Garbage collection in Python.
Consider
int a[10];
Some amount of memory would be allocated for the array 'a'. Now if do a='some value' , the memory that was allocated to the array becomes garbage because 'a' no longer uses it as it is pointing to something else now. The memory is gone wasted and is no more usable.
The bugs that create loss of memory are hard to detect as well ,simply because of the fact that they cannot be seen. Its only after executing the particular code for some amount of times that you might actually get to see the effects of the bug .By the time your system may have crashed.

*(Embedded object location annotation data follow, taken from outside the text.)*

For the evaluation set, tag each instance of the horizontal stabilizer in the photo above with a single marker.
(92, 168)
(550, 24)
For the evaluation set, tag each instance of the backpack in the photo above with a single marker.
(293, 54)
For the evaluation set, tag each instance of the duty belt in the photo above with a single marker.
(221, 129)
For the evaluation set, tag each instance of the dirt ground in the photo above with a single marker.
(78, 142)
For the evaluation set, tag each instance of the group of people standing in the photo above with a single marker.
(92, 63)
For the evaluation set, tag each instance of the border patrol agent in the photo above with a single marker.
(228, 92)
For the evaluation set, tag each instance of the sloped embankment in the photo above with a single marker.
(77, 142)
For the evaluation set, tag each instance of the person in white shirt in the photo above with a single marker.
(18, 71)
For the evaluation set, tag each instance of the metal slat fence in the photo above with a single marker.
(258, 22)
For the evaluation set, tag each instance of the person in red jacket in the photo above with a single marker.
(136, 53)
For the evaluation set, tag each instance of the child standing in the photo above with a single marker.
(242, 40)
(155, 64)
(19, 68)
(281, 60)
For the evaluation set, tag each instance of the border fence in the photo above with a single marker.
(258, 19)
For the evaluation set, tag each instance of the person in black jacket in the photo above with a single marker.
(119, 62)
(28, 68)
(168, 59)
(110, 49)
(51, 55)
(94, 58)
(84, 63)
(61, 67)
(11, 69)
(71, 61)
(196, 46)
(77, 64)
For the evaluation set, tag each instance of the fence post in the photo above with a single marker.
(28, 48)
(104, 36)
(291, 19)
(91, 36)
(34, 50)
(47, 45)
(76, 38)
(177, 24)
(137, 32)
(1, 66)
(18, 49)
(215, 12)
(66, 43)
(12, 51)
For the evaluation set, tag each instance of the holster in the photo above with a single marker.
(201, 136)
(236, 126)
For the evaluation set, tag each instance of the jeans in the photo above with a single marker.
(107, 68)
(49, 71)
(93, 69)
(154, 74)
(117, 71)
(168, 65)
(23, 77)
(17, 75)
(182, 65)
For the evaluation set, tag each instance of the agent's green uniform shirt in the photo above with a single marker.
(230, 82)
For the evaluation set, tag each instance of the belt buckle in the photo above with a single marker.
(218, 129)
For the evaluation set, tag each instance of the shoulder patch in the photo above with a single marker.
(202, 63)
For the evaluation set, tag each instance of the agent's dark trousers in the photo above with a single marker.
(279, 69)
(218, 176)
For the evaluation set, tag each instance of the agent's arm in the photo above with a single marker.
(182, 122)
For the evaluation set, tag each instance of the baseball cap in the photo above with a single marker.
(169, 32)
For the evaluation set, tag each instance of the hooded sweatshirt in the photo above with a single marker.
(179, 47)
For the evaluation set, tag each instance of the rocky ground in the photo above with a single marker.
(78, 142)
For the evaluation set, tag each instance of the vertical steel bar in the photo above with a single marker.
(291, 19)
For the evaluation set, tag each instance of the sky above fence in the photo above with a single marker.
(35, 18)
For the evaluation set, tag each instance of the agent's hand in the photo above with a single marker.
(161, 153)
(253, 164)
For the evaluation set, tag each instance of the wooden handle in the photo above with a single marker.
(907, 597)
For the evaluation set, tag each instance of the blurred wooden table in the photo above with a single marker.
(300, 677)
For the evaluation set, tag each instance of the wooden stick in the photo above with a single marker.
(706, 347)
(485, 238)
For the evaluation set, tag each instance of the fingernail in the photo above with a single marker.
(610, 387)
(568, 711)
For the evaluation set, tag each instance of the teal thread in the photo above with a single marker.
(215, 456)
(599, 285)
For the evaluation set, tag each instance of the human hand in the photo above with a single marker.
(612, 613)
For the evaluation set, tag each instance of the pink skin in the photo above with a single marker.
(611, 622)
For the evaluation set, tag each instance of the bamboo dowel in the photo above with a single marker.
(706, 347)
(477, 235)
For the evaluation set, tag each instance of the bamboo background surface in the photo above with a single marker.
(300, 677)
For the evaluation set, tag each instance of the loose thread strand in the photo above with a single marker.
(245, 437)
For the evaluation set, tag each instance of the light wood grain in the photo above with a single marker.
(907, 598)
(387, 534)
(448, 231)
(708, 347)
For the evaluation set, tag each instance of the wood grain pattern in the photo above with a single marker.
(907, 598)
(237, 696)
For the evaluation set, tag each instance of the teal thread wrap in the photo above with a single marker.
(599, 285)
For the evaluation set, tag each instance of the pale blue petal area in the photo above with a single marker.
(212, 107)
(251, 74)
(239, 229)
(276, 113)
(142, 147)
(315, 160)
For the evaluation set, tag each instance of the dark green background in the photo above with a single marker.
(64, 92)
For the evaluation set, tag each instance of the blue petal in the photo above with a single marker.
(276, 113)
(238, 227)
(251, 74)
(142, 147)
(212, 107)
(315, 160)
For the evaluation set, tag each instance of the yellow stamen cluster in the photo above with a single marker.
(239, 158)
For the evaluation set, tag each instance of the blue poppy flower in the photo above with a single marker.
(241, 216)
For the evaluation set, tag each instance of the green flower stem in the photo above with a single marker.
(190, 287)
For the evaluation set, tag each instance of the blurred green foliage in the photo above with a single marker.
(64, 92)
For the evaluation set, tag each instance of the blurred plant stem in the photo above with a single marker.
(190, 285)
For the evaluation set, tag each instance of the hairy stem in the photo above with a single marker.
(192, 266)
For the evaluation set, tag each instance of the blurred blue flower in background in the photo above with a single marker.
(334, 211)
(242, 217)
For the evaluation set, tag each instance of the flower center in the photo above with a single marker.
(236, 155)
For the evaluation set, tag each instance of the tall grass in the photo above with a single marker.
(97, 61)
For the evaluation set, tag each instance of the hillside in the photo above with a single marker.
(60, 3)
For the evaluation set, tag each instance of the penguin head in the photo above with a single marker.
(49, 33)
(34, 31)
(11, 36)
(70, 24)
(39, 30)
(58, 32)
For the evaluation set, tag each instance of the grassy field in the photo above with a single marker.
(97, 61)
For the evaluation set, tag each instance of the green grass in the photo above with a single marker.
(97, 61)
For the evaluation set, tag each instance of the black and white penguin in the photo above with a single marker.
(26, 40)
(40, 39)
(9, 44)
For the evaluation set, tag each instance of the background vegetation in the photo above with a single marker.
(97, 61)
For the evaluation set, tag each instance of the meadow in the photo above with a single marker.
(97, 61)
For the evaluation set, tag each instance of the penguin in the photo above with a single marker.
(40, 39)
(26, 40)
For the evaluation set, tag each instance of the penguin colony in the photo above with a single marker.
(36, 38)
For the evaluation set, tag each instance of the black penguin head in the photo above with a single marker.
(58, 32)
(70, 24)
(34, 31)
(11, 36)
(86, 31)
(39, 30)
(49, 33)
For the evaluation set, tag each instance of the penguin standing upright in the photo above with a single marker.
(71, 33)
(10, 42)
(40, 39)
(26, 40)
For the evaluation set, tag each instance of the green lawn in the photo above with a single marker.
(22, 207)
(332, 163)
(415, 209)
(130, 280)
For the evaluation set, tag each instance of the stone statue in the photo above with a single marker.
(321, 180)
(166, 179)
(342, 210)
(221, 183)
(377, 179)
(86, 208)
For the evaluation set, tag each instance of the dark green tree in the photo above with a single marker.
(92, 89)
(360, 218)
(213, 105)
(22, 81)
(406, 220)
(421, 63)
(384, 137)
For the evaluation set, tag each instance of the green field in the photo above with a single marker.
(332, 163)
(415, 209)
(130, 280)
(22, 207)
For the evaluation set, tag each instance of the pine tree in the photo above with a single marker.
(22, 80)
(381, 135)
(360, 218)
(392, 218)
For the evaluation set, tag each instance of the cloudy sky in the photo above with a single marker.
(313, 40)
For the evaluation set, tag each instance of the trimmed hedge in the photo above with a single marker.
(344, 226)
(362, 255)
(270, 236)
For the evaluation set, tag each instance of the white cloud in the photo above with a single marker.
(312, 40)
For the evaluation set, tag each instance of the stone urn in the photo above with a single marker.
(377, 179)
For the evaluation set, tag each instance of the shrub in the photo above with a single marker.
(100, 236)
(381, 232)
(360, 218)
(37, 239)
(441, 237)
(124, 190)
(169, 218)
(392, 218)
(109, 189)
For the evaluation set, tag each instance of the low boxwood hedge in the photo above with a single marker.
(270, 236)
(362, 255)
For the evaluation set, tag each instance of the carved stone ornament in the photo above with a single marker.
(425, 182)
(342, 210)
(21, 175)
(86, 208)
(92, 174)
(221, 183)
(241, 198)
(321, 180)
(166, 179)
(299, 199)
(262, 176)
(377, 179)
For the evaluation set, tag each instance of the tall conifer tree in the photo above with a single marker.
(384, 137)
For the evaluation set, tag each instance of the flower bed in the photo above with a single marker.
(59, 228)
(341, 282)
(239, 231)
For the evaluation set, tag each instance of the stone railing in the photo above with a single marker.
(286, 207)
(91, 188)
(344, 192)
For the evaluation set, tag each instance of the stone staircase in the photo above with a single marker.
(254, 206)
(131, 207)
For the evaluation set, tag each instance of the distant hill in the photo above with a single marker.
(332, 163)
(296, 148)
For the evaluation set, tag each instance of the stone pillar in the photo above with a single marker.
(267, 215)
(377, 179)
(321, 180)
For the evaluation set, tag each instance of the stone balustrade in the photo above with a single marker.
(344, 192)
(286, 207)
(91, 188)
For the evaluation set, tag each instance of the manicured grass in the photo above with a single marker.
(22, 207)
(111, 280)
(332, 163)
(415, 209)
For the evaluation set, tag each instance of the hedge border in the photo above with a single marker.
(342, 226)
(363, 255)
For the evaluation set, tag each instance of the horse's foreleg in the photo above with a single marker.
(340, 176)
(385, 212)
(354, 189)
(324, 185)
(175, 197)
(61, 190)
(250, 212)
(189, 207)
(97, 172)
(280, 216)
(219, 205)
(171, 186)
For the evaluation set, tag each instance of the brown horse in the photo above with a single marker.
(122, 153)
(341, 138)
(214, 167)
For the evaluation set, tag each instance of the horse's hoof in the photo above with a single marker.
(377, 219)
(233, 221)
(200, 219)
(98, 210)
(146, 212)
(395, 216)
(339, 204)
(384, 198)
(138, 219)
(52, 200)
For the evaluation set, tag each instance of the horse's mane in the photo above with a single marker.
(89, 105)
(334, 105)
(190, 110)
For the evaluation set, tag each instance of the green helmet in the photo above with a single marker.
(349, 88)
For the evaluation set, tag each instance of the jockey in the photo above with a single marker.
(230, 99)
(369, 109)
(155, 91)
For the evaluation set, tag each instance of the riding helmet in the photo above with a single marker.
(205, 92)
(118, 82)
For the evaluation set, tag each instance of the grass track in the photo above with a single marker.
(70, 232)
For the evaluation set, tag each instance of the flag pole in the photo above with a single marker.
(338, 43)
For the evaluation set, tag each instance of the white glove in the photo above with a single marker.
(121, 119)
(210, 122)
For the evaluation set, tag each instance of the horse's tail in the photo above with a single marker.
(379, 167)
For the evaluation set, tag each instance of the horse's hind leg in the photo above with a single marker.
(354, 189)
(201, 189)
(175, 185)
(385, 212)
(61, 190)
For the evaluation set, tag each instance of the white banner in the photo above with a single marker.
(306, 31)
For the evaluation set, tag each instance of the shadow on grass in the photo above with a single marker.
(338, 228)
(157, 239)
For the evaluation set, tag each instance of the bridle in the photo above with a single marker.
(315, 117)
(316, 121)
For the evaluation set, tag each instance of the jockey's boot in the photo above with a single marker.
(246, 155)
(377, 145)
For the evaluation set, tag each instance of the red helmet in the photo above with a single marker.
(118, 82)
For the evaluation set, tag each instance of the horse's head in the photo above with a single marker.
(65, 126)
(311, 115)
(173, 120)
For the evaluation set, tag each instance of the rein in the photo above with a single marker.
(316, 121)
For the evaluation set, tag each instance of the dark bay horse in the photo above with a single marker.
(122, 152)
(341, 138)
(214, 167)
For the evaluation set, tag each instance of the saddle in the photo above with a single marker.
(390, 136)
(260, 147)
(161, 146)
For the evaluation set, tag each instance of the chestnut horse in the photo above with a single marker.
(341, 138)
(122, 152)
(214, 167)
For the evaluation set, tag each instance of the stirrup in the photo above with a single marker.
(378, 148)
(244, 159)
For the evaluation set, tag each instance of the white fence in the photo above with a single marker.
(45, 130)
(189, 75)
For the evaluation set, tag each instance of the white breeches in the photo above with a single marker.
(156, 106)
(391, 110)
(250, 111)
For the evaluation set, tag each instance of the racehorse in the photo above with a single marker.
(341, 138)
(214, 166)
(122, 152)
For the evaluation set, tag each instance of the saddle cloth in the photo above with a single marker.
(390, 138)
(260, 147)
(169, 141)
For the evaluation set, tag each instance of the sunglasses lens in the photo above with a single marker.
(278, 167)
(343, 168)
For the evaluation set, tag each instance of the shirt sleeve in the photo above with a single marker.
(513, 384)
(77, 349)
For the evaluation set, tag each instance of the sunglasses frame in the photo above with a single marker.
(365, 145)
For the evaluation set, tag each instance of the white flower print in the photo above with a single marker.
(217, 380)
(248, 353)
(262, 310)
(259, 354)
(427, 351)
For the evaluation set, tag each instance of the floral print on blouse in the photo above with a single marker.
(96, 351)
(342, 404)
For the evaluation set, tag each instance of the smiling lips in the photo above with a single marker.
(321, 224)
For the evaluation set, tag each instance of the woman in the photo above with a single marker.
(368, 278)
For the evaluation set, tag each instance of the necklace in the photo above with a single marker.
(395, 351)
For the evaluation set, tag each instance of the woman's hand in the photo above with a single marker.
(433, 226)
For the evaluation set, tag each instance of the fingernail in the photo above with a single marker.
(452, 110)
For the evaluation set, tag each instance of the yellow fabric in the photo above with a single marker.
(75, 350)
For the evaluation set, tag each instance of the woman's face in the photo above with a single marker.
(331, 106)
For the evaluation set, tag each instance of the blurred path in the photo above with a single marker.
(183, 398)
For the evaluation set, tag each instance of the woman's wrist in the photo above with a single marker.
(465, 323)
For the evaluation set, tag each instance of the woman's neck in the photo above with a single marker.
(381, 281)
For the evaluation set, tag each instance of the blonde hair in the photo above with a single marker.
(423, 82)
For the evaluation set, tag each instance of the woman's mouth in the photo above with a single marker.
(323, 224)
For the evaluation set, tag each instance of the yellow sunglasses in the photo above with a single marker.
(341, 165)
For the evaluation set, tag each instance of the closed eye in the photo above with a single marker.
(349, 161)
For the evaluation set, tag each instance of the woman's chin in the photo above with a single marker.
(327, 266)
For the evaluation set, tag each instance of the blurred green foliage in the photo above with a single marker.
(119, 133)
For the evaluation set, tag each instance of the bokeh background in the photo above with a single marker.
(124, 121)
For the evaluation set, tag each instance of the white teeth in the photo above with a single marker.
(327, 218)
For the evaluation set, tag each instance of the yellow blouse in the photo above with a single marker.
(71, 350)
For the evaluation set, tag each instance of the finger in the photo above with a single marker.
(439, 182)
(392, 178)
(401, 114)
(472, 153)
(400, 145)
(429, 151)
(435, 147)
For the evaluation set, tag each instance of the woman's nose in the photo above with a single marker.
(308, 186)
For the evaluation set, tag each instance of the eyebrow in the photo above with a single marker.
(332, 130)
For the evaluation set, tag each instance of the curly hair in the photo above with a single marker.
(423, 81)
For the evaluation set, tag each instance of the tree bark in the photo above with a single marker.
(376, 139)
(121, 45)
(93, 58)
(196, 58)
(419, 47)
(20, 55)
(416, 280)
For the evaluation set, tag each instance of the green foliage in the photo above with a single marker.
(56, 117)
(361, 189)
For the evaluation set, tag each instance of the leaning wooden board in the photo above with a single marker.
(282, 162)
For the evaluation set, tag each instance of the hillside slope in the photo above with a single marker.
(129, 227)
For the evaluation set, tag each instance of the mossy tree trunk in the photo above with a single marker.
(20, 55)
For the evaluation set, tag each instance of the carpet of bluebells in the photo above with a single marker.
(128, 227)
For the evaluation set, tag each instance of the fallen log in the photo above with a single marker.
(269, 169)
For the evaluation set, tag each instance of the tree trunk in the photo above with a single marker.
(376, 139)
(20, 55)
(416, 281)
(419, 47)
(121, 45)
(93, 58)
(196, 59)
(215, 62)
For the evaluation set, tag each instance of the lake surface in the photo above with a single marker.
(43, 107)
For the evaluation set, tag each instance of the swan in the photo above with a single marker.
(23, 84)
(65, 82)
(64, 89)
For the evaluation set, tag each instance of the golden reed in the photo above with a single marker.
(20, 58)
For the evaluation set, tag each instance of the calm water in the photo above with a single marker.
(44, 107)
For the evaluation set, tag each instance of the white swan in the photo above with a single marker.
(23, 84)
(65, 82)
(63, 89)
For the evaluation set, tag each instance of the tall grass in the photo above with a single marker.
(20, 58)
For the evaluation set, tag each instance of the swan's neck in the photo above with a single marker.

In python ,the interpreter is smart enough to do 'garbage collection'. That is the memory which is unused is collected by the interpreter and is not gone wasted. The process of garbage collection is done by using a method called ref counting. Understand ref counting as :
Consider a=[1,2,3]
'a' points to a particular block of memory. At the end of the block of memory ,there would be a count that indicates the number of variables that point to the same block of memory. So now the count would be 1.
Now if we do,
b=a......means that now b points to same block of memory. Therefore the count becomes 2.
Now consider doing
b=0.
The count in the block of memory where b was pointing earlier reduces by 1. , hence count is now 1.
Do
'a=0'
and the count in that block becomes 0.Now the python interpreter can allot the chunk of memory to some other variable as it may feel. The significant thing that you need to understand is the fact that the memory is not gone wasted as in C .
Garbage collection keeps track of the variables that point to a block of memory and collects the unused memory accordingly. There is never a shortage of memory space. But there are obvious disadvantages with the process of garbage collection.
One drawback , as you would except would be the matter of speed which would decrease.
But the more significant drawback would be the non-deterministic behavior of the interpreter.
Consider the two statements.
.i=0
.j=0
You would expect the statement j=0 to be executed immediately after the statement i=0 has been executed. But as a result of this process of garbage collection ,this is not a guarantee. There might be a certain time delay in executing the second statement if the interpreter feels like doing some 'garbage collection' after the first statement has been executed . This results in the delay.
Therefore its clear that its not best to use python over languages like C when it comes to real time systems.